少年はそういって投げ出した自分の荷物を拾い上げる。

「なんなんだよ。その言い方は!」

「カメリア、悪いのは僕だから。本当、すみませんでした。おかげで助かりました」

竜也は少年のもう1つの荷物を拾い上げて渡した。少年が竜也を真剣な目で見つめ返す。

「いっとくけどな。あんたが唱えた呪文は、あの封印していた悪霊を呼び覚ます呪縛解霊術だったんだ。いいか。
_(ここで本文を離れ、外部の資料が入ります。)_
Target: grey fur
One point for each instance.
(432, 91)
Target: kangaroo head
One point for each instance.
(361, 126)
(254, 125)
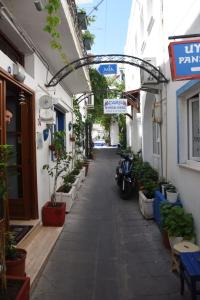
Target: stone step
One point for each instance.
(38, 243)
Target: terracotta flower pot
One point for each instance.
(16, 267)
(86, 165)
(166, 239)
(53, 215)
(18, 288)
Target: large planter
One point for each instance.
(165, 239)
(86, 165)
(67, 198)
(18, 288)
(146, 206)
(16, 267)
(173, 240)
(171, 196)
(77, 182)
(82, 20)
(53, 215)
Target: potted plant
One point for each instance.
(66, 193)
(53, 212)
(146, 198)
(82, 19)
(6, 242)
(88, 39)
(171, 193)
(178, 223)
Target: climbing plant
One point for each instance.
(53, 20)
(78, 126)
(99, 82)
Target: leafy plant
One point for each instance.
(170, 188)
(177, 222)
(6, 153)
(61, 163)
(149, 189)
(69, 178)
(87, 35)
(53, 20)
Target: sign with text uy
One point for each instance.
(185, 59)
(115, 106)
(108, 69)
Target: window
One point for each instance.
(193, 129)
(188, 125)
(60, 120)
(156, 138)
(59, 125)
(10, 50)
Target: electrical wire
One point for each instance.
(95, 7)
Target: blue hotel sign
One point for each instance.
(107, 69)
(185, 59)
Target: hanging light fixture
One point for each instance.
(22, 98)
(38, 5)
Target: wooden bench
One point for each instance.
(190, 272)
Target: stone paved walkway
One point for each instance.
(107, 250)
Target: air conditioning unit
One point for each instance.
(90, 102)
(145, 77)
(46, 102)
(18, 72)
(48, 116)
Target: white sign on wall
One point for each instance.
(115, 106)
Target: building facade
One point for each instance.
(170, 136)
(27, 63)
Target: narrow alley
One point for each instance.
(107, 250)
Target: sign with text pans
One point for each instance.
(185, 59)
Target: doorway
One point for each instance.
(20, 133)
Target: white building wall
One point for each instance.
(114, 134)
(170, 18)
(43, 155)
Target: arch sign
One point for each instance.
(115, 106)
(185, 59)
(111, 59)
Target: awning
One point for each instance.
(133, 98)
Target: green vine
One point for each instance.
(53, 20)
(78, 126)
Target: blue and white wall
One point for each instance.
(150, 25)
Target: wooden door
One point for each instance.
(22, 190)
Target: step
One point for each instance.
(38, 243)
(38, 250)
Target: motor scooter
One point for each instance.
(124, 176)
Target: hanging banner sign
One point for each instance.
(185, 59)
(107, 69)
(115, 106)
世の中には嘘みたいなおかしないいつたえが山程ある。だがな、中には本当のこともあるんだよ。それを興味半分でやると、こういうことになるんだ。よく覚えとけ! まったく、てめぇらみたいな奴らがいるからオレが迷惑するんだ」

少年は吐き捨てるようにそいうと、竜也たちの前から去っていった。

「なんなんだ、アイツ」

「神父っていう感じではなかったけど、名前も聞けなかった」

竜也は遠く離れた少年の背中を見つめた。

「あんな坊主頭でピアスなんかしている神父がいるかよ。第一、名前なんて聞く必要なんてないね。あんな失礼なやつ。もう二度と会いたくない。さぁ、さっさと行こうぜ」

今度はカメリアが吐き捨てるように言い歩き始めた。ユーイチも釈然としない顔で歩き始めている。竜也はぼんやりと十字架のあった辺りを見上げていた。あの物体は本当に悪霊だったのだろうか。もし悪霊だとするなら、それをいとも簡単に退治したあの少年は何者だったのだろう。

「おい、竜也、はやくこいよ」

竜也はカメリアの声に我に返り、少年の消えて言った方へもう一度振り返えると二人の後を追った。